Learning all about Chinese tea ceremony ... in China


Xiao pouring from the fairness cup into the tea cups during the ceremony. — Photos: FLOREY D. MIKIL/The Star

There is just something inherently calming and relaxing about sitting by the window and sipping a steaming cup of tea, while listening to the pitter-patter of the falling rain.

At the Phoenix Tea House Wo in Shenzen, China you don’t even have to wait for it to rain to enjoy this tranquil setting. A water feature set outside the windows of the tea house’s largest seating area cascades gently down, simulating the soothing sound of rainfall.

The traditional set-up of this seating area, with its low tables, floor cushions and wooden partitions, add to the peaceful ambience.

This tea-themed oasis is a welcome find amid the concrete jungle of Shenzhen, a modern metropolis that’s filled with looming high-rises and skyscrapers. Its location, almost discreet as it is tucked to the side of the futuristic-looking Steel Structure Museum, further accentuates its sense of sanctuary.

There are a total of five Phoenix Tea House outlets throughout Shenzen, but this particular one carries the suffix Wo, as it represents the warmth and cosiness one might feel in one’s “nest” (which is what “wo” means in Mandarin) or abode. A fitting name as it does exude a cosy feeling, especially juxtaposed against the cold steel of the museum next door.

Natural elements feature prominently from the exterior to the interior of the tea house.Natural elements feature prominently from the exterior to the interior of the tea house.

Traditional meets modern

Having been dropped off by the roadside during our visit to the tea house, all we could see at first was the dome-shaped museum. Only after descending the steps to the paved courtyard below did we notice the tea house’s welcoming entrance.

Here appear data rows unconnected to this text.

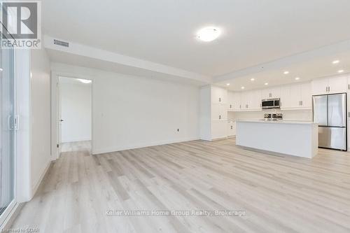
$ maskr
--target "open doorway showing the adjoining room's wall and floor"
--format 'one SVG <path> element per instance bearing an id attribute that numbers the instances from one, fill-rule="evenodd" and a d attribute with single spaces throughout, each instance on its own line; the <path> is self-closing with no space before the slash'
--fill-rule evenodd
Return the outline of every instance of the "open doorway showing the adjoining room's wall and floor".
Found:
<path id="1" fill-rule="evenodd" d="M 92 80 L 59 76 L 57 97 L 59 153 L 91 153 Z"/>

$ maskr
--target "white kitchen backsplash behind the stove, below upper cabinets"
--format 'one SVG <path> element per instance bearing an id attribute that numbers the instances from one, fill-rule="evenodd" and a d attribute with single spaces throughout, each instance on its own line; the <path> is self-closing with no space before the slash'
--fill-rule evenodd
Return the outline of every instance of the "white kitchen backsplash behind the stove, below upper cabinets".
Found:
<path id="1" fill-rule="evenodd" d="M 228 119 L 235 120 L 260 120 L 264 118 L 264 113 L 283 113 L 283 120 L 312 120 L 311 109 L 303 110 L 279 110 L 267 109 L 263 111 L 228 112 Z"/>

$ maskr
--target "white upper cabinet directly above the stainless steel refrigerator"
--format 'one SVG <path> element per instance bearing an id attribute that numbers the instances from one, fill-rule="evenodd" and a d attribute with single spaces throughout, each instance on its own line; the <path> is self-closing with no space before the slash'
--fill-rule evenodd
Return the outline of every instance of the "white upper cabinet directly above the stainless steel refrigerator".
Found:
<path id="1" fill-rule="evenodd" d="M 346 92 L 348 80 L 346 76 L 319 78 L 311 82 L 312 94 L 335 94 Z"/>

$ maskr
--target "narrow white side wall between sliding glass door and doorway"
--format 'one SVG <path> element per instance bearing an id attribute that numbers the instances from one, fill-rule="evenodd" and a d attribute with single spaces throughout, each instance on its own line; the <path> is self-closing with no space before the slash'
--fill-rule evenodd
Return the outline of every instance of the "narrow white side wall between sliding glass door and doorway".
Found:
<path id="1" fill-rule="evenodd" d="M 31 50 L 31 189 L 32 195 L 51 160 L 50 60 L 44 49 Z"/>

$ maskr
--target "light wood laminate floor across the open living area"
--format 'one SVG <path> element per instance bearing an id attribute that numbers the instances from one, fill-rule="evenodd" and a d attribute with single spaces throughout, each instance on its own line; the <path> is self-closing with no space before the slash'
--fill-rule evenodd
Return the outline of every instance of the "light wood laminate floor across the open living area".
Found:
<path id="1" fill-rule="evenodd" d="M 245 216 L 109 216 L 113 210 Z M 108 212 L 110 213 L 110 212 Z M 350 155 L 266 155 L 235 139 L 62 153 L 13 227 L 40 232 L 350 232 Z"/>

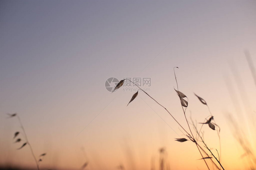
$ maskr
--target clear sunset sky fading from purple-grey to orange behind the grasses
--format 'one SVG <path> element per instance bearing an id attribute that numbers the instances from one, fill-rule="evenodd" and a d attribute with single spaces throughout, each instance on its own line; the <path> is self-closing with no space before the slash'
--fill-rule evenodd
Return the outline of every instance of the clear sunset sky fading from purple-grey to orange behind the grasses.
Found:
<path id="1" fill-rule="evenodd" d="M 255 16 L 253 0 L 1 1 L 0 164 L 35 167 L 29 147 L 13 144 L 21 127 L 6 113 L 16 112 L 36 157 L 47 152 L 43 168 L 88 161 L 93 170 L 158 169 L 165 147 L 170 169 L 205 169 L 195 144 L 174 141 L 185 136 L 151 98 L 139 92 L 127 106 L 135 87 L 105 88 L 110 77 L 150 78 L 147 92 L 188 130 L 174 90 L 179 67 L 187 117 L 198 123 L 210 115 L 196 93 L 221 127 L 225 169 L 247 169 L 227 114 L 255 148 L 256 91 L 244 54 L 256 65 Z M 202 130 L 219 150 L 216 131 Z"/>

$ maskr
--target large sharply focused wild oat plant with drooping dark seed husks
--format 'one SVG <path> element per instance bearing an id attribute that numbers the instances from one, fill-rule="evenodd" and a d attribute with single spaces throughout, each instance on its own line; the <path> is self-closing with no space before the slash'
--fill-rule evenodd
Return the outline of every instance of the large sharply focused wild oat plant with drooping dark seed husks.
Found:
<path id="1" fill-rule="evenodd" d="M 197 126 L 196 124 L 194 123 L 194 121 L 192 120 L 191 118 L 191 121 L 192 121 L 192 127 L 191 127 L 191 124 L 188 123 L 188 119 L 187 119 L 187 116 L 186 116 L 186 109 L 188 107 L 188 97 L 182 93 L 181 91 L 179 91 L 179 87 L 178 87 L 178 82 L 177 82 L 177 77 L 176 77 L 176 74 L 175 74 L 175 69 L 178 69 L 178 67 L 174 67 L 173 70 L 174 70 L 174 76 L 175 76 L 175 80 L 176 80 L 176 84 L 177 84 L 177 90 L 174 88 L 174 90 L 177 92 L 177 95 L 178 95 L 178 98 L 180 100 L 180 104 L 181 104 L 181 107 L 182 107 L 182 112 L 184 114 L 184 117 L 185 117 L 185 120 L 187 122 L 187 125 L 188 125 L 188 129 L 189 130 L 186 130 L 185 127 L 183 127 L 176 119 L 175 117 L 171 114 L 171 112 L 168 111 L 168 109 L 166 109 L 166 107 L 164 107 L 163 105 L 161 105 L 158 101 L 156 101 L 152 96 L 150 96 L 146 91 L 144 91 L 143 89 L 141 89 L 137 84 L 135 84 L 134 82 L 132 82 L 131 80 L 129 79 L 124 79 L 124 80 L 128 80 L 130 81 L 131 83 L 133 83 L 134 85 L 136 85 L 139 89 L 138 91 L 132 96 L 131 100 L 129 101 L 132 102 L 137 96 L 138 96 L 138 92 L 139 90 L 142 91 L 143 93 L 145 93 L 147 96 L 149 96 L 152 100 L 154 100 L 158 105 L 160 105 L 161 107 L 163 107 L 166 112 L 168 112 L 168 114 L 172 117 L 172 119 L 175 120 L 175 122 L 179 125 L 179 127 L 182 128 L 182 133 L 185 134 L 185 136 L 187 136 L 187 138 L 175 138 L 176 141 L 178 142 L 187 142 L 187 141 L 191 141 L 195 144 L 196 148 L 198 149 L 200 155 L 201 155 L 201 159 L 200 160 L 203 160 L 205 162 L 205 165 L 207 166 L 207 169 L 210 170 L 209 168 L 209 165 L 208 163 L 206 162 L 206 159 L 210 160 L 210 162 L 219 170 L 223 169 L 224 170 L 224 167 L 222 166 L 221 164 L 221 161 L 220 161 L 220 155 L 221 155 L 221 149 L 219 149 L 219 151 L 217 149 L 216 152 L 217 152 L 217 155 L 213 153 L 213 151 L 211 150 L 211 148 L 209 146 L 207 146 L 207 144 L 205 143 L 205 139 L 204 139 L 204 135 L 203 133 L 201 132 L 202 130 L 202 126 L 203 125 L 208 125 L 210 129 L 212 130 L 216 130 L 217 131 L 217 134 L 218 134 L 218 138 L 219 138 L 219 147 L 221 148 L 221 143 L 220 143 L 220 127 L 216 124 L 215 120 L 213 119 L 213 115 L 212 113 L 210 112 L 210 108 L 208 107 L 206 101 L 199 97 L 198 95 L 196 95 L 196 97 L 199 99 L 199 101 L 206 105 L 208 110 L 209 110 L 209 113 L 210 113 L 210 117 L 209 118 L 205 118 L 205 121 L 200 123 L 202 124 L 201 125 L 201 128 L 200 130 L 197 129 Z M 112 93 L 117 91 L 119 88 L 121 88 L 121 86 L 124 84 L 124 80 L 121 80 L 116 86 L 115 88 L 113 89 Z M 129 105 L 129 103 L 127 104 L 127 106 Z M 192 133 L 192 129 L 194 130 L 194 133 Z M 214 151 L 215 152 L 215 151 Z M 216 153 L 215 152 L 215 153 Z M 219 154 L 220 153 L 220 154 Z M 161 160 L 163 161 L 163 160 Z M 160 164 L 161 166 L 161 164 Z M 160 169 L 163 169 L 163 167 L 160 167 Z"/>

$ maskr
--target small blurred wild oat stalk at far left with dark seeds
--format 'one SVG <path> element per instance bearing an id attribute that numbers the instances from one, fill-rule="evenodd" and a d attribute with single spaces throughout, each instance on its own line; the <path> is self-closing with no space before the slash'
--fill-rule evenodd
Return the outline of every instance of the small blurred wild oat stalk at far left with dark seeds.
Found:
<path id="1" fill-rule="evenodd" d="M 40 162 L 43 161 L 43 158 L 45 157 L 46 153 L 40 154 L 40 155 L 38 156 L 38 159 L 37 159 L 36 156 L 35 156 L 35 154 L 34 154 L 34 151 L 33 151 L 33 149 L 32 149 L 32 146 L 31 146 L 31 144 L 29 143 L 29 140 L 28 140 L 26 131 L 25 131 L 25 129 L 24 129 L 24 126 L 23 126 L 22 123 L 21 123 L 21 118 L 19 117 L 19 115 L 18 115 L 17 113 L 13 113 L 13 114 L 7 113 L 7 115 L 9 116 L 8 118 L 13 118 L 13 117 L 17 117 L 17 118 L 18 118 L 18 121 L 19 121 L 19 123 L 20 123 L 20 125 L 21 125 L 21 129 L 22 129 L 22 132 L 23 132 L 23 133 L 21 133 L 21 132 L 19 132 L 19 131 L 16 131 L 16 132 L 14 133 L 14 137 L 13 137 L 13 140 L 15 140 L 14 143 L 23 143 L 23 144 L 21 145 L 21 147 L 19 147 L 17 150 L 20 150 L 20 149 L 22 149 L 23 147 L 25 147 L 26 145 L 28 145 L 29 148 L 30 148 L 31 154 L 32 154 L 32 156 L 33 156 L 33 158 L 34 158 L 34 160 L 35 160 L 37 169 L 40 170 L 39 164 L 40 164 Z"/>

The stone statues guarding the wooden door, the stone slabs and little pebbles forming the pathway beyond it that led further into the tea house, the plants adding touches of green amid the neutral greys and browns – these natural elements immediately eased our senses from the moment we entered.

We were given a tour of the place by the tea house host, May, and language interpreter, Liz. We peeked into the different tea rooms, some inspired by Japanese designs (which had low tables and floor seating) while some are more traditionally Chinese (with dining tables that typically seat five).

We marvelled at the collection of tea pots and tea cups. “We use these clear cups for a reason,” May explained, gesturing at the welcome drinks they had laid out for us.

“Chinese tea cups are traditionally made from ceramic, but we decided to use cups made from clear glass to showcase the tea’s beautiful colour.”

A brilliant decision, as this allows tea drinkers to admire and appreciate the tea they’re drinking while engaging more than just their sense of taste and smell.

Time to make tea

Through a small enclave with clay walls and a pathway made of stones that are originally from courtyards of traditional Chinese dwellings, we entered the room named Nanshan – each tea room had its own name. There, we would learn how to perform a tea ceremony.

After cleansing our hands with rose water, we took our seats at the long table. Our instructor, Xiao Xing Xing, began quietly making the tea. We watched in silent fascination as she poured – and poured and poured some more.

The liquid flowing from the tea pot into the cups and back again, several times, gradually turned from clear water to light golden tea as she continued her pouring.

Her moves were calculated, yet elegant. At times, she would sit still, controlling her breathing, during the steeping process.

Finally, we were served with the freshly-brewed tea. First, appreciate the smell, we were told. Then we could proceed to slowly sip the tea.

The dim sum served to accompany the tea.The dim sum served to accompany the tea.

Subtly fragranced and with a light taste, the Phoenix Pearl Tea that was developed exclusively for the tea house by a local master in the Yunnan Province paired perfectly with the accompanying “dim sum” – a collection of bite-sized food meant to complement the tea, which included small pieces of cakes and fresh blueberries topped with a little homemade sweet.

The tea ceremony resumed, this time with each step explained out loud to us. Next, we were asked to select our own tea making set. From the tea pot to the little stand for the stick-like teaspoon, we arranged them neatly in front of us, ready to brew our tea.

We did a simplified version of the tea ceremony, requiring only one round of pouring the tea into the fairness cup, to ensure a standardised taste. Several rounds are usually required to reduce the tea’s strength.

As such, with the single round, our cup of pine tea was remarkably strong and definitely energised us for the day. We decided to try going a few more rounds and noticed that the taste did have a mellower profile afterwards. Now we understood the seemingly endless pouring Xiao was doing earlier.

This particular Phoenix Tea House may be a tad hard to locate for first-timers, but a visit is highly warranted as not only does it conduct tea ceremony lessons, it also sells high quality tea leaves and tea wares. Such establishments play an important part in preserving the Chinese tea culture.

Pay a visit and who knows, like us, you might just walk away enlightened after the tea ceremony – and feeling fully energised by a particularly strong cup of tea.

A kettle hanging in the corner, used to boil water for making tea.A kettle hanging in the corner, used to boil water for making tea.